あまりにも素直過ぎた……バイエルンの攻撃。
とはいえ、一方のバイエルンとて、“サッカーの神様”を一目惚れさせるような、美しいサッカーをしていたわけではない。
この日、バイエルンは守備陣3人が出場停止のため、シュバインシュタイガーとクロースがダブルボランチを組まざるをえなかったのだが、逆にこれがはまった。技術がある2人がどんどんボールに絡んで、パスを散らし、2列目のリベリー、ロッベン、ミュラーが何度も決定機を作った。
だが、それでも1点しか奪えなかったのは、あまりにも攻撃が“素直”すぎたからだ。バイエルンは中盤ではパスをつなげるものの、ゴール前に迫るとどうしてもリベリーとロッベンのドリブル突破に頼ってしまう部分がある。個人の力に頼った“剛”の攻撃だけでは、相手に読まれやすい。
バルセロナのような相手の力をいなして、その逆を突くような“柔”の攻撃はあまり見られなかった。
ハインケス監督は人心掌握には長けているが、戦術的にはオーソドックスすぎる。バイエルンがさらに上を目指すには、ドルトムントのクロップ監督のような、ドイツの新世代の理論家を呼ぶことが必要ではないだろうか。
ドイツサッカーの神髄“ゲルマン魂”は消えたのか!?
また、今回の決勝では、ドイツサッカーの根幹を揺るがしかねない問題も明らかになった。
“勝利のメンタリティー”、いわゆるゲルマン魂の消失だ。
かつてドイツといえば、テクニックはないが、大一番で負けない驚異的な勝負強さがあると言われ続けてきた。だが、気がつけば2001年のバイエルンがCL決勝でバレンシアに勝ったのを最後に、国際舞台のタイトルが途絶えているのだ。クラブも代表も含めて、ドイツは7回も決勝に進みながら、すべて準優勝に終わった。

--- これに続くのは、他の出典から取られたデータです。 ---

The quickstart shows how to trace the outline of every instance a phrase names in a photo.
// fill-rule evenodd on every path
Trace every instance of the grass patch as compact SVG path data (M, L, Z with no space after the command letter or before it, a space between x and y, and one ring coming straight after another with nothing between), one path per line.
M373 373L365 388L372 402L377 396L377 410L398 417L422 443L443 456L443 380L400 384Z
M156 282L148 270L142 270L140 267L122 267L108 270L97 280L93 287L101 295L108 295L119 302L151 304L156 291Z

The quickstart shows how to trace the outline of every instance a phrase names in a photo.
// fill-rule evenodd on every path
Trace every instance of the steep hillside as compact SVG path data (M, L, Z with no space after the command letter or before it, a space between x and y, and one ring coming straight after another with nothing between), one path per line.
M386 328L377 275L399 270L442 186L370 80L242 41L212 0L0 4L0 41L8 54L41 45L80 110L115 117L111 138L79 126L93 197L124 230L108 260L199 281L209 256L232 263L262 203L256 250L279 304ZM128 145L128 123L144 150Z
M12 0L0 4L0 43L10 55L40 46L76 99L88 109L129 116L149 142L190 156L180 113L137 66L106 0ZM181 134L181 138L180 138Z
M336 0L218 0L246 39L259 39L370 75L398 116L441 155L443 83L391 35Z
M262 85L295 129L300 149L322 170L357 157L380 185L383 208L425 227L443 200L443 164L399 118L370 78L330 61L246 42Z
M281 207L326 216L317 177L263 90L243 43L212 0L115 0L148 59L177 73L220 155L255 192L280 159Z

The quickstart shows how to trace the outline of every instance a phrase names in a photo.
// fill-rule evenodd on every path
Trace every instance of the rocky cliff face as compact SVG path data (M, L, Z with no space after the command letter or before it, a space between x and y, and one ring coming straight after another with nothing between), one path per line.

その歴史を振り返ると、2002年はレバークーゼンがCL決勝でレアル・マドリーに負け、ドルトムントがUEFA杯決勝でフェイエノールトに敗戦。日韓W杯決勝では、ドイツはブラジルの前に屈した。ユーロ2008決勝では、ドイツはスペインに惜敗。2009年のUEFA杯決勝ではブレーメンが敗れ、2010年のCL決勝ではバイエルンがインテルに完敗した。そして今回、7度目の挑戦も失敗に終わった。